Staunton, January 5 – Stalinism, Yevgeny Ikhlov argues, is “proletarian Slavophilism,” which remains popular because it like the earlier Slavophiles identifies as the Israel of today not the followers of a particular faith but a people and because Stalinism is not intended as “a medicine for the diseases of Western civilization but as a weapon for their destruction.”
Many have drawn parallels between the evolution of Christianity and that of Marxism, but Moscow commentator Ikhlov makes some especially intriguing observations about the vitality of Stalinist doctrines today in an article entitled “A New Formula of Stalinism” (forum-msk.org/material/politic/11299564.html).

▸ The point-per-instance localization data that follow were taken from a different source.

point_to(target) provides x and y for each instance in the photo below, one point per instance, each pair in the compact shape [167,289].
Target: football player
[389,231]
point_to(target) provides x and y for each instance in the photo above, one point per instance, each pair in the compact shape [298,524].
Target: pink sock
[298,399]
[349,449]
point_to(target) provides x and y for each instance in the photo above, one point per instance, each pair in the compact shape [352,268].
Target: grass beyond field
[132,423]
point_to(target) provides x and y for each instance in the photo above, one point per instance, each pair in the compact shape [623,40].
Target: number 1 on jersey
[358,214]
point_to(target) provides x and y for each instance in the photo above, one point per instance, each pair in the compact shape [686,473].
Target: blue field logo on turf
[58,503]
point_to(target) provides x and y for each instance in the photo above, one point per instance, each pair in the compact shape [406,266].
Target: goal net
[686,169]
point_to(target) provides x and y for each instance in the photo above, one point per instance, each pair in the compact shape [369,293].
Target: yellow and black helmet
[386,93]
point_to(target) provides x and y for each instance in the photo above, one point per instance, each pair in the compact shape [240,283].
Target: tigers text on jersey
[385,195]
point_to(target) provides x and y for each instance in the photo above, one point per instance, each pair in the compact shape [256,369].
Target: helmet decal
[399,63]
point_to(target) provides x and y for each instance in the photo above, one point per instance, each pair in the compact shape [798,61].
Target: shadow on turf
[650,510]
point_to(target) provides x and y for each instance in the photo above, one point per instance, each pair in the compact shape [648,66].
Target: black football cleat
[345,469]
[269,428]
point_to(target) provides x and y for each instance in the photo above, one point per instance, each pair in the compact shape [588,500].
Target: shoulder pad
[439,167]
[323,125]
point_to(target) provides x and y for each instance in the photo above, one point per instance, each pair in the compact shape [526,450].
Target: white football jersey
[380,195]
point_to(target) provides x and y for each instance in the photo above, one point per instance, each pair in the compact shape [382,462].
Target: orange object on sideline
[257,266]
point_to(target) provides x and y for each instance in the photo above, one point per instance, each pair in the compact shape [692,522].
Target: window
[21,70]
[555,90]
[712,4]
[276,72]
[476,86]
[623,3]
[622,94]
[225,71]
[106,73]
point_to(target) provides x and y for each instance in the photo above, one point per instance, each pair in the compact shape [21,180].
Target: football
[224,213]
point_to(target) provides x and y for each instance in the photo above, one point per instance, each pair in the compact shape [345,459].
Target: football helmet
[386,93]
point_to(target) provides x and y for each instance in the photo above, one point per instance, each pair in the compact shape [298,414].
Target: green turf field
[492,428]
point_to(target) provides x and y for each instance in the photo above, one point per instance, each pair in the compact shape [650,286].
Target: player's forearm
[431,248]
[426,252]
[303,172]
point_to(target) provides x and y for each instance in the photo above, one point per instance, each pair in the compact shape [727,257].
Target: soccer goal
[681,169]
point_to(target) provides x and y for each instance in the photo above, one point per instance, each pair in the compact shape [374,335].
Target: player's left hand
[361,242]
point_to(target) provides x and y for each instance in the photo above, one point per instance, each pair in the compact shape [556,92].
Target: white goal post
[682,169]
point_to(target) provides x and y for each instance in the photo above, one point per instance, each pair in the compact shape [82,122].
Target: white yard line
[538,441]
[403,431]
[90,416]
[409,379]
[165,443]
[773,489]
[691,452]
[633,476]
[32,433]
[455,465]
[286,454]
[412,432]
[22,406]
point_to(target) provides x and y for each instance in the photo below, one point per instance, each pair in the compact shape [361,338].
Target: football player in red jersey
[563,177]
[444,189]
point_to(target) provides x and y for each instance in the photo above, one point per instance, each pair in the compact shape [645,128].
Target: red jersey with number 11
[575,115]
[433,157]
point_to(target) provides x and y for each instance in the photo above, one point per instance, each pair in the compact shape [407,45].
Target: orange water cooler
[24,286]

As it split from its predecessor, each new Christian church claimed to have become Israel, Ikhlov says, and the same was true with the necessary change of terminology for each generation of Marxist ideologues. “But only the Russian Slavophiles decide to call ‘Israel’ (‘New Israel’) not a church but an ethnic (ethno-civilizational) community – the Russian people.”
And in this “’new Israel’ people, the Slavophiles generously included all Ukrainians, all Belarusians and all Orthodox Germans who had naturalized themselves in Russia.”
“Bolshevism,” he writes, “passed along a similar path, only much more quickly because the example of the Slavophiles was in front of everyone … If the first generation of Bolsheviks considered that French, German and British Marxists could become real Marxists while the still deeply peasant and semi-Asiatic Russian proletariat might not, the second wave with satisfaction supported the ‘heretical’ slogan about the victory of socialism in one country.”
“Very quickly,” Ikhlov says, “this slogan displayed its real meaning – only the proletariat of countries which had not experienced the seductions of stable bourgeois democracy and bourgeois reformism would be capable of being real ‘militants.’” And consequently, “Stalinism in essence is proletarian Slavophilism.”
And that in turn meant that Stalinism was “thought up not as a medicine for the illness of Western civilization but as a weapon for its destruction. Those two things taken together, the elect quality of Russians and the need to unit to destroy others, explain the continuing attraction, one could even say power, of Stalinism in Russian today.